These and other abundant signs of commercial achievement measure, but do not begin to explain, James Taylor's peculiar hold on the ear and imagination of youthful Americans. A good deal of his success is based on the kind of personal magnetism that has been making baritones and matinee idols rich and famous for generations, a particular masculine presence. Lean and hard (6 ft. 3 in., 155 Ibs.), often mustachioed, always with hair breaking at his shoulders, Taylor physically projects a blend of Heathcliffian inner fire with a melancholy sorrows-of-young-Werther look that can strike to the female heart—at any age. Half explaining, half apologizing for her delight in Fire and Rain, a University of Michigan coed who is also a trained musician admits: "I don't know why I love it. I know I shouldn't, because he doesn't really sing. He just sort of intones."

What Taylor intones is far more artful than it seems at first. For if his voice is spare and strangely uninflected, his guitar fingering lends sudden lights and shadows to the barest melody. Musically, Taylor is a fusion of the three black and white mainstreams of pop: the lonely twang of country, the pithy narrative of folk and the rhythmic melancholy of blues. Beyond that, Taylor's use of elemental imagery—darkness and sunlight, references to roads traveled and untraveled. to fears spoken and left unsaid—reaches a level both of intimacy and controlled emotion rarely achieved in purely pop music. He can, says one of his campus admirers, "turn an arena into a living room."

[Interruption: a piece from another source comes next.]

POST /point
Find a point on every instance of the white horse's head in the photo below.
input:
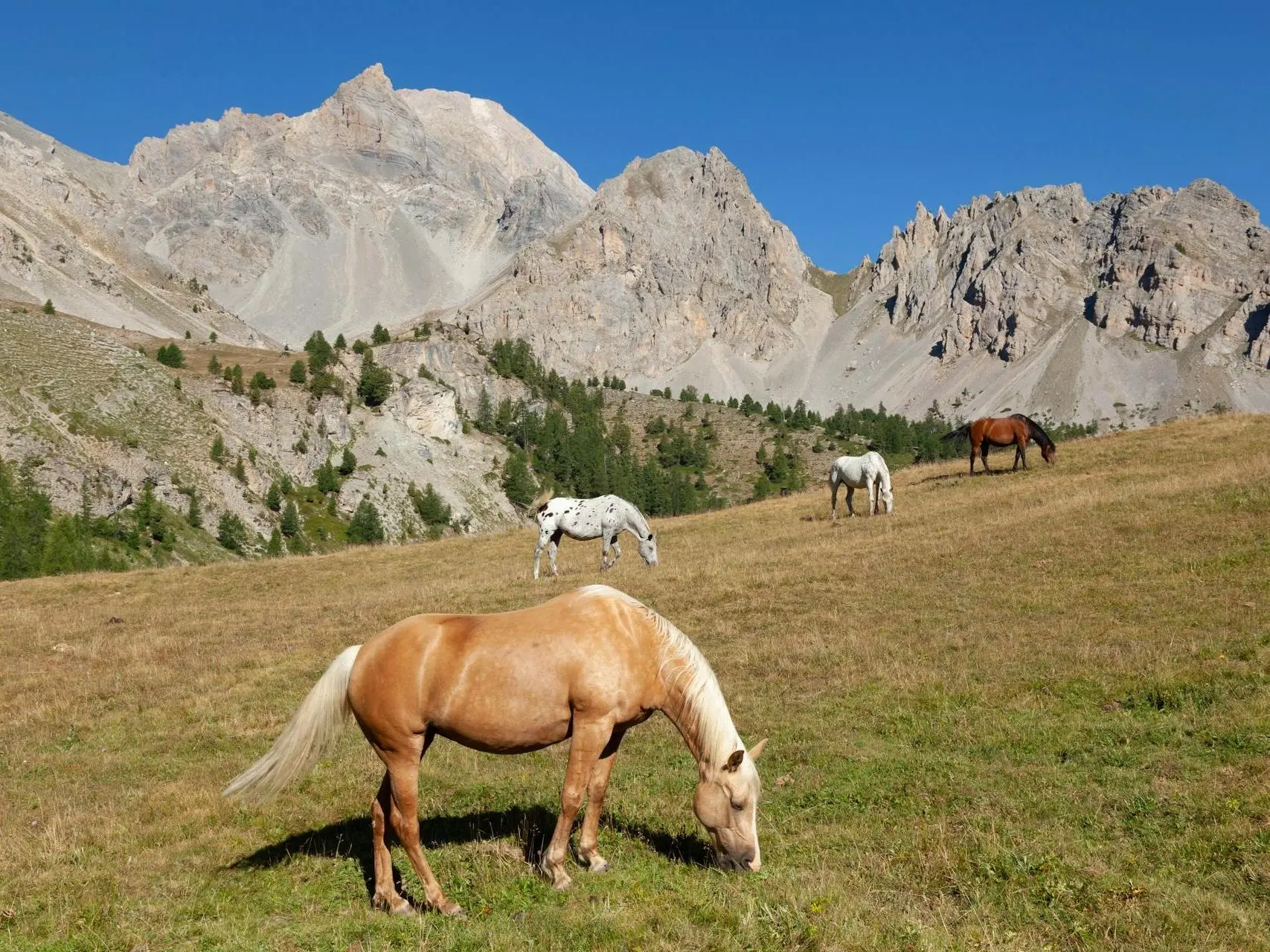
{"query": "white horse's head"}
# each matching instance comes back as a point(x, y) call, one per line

Listeners do not need to know anything about him to enjoy his music. Taylor is a master of many styles and subjects. The song Sweet Baby James is simply one of the best lullabies ever composed. In Suite for 20 G, he can ease into a cool, rock-'n'-roll-flavored parody of the 1950s, or do wailing variations on old-fashioned blues (Oh Baby Don't You Loose Your Lip on Me).

Yet much of the time Taylor sings about himself, and most of his fans feel instinctively that the anguished outlines of his private life—as well as those of his two brothers, Livingston, 20, and Alex, 23, and his sister Kate, 21, all now launched on singing careers—could be their own. The four singing Taylors, in fact, run some risk of becoming a sort of One Man's Family of rock.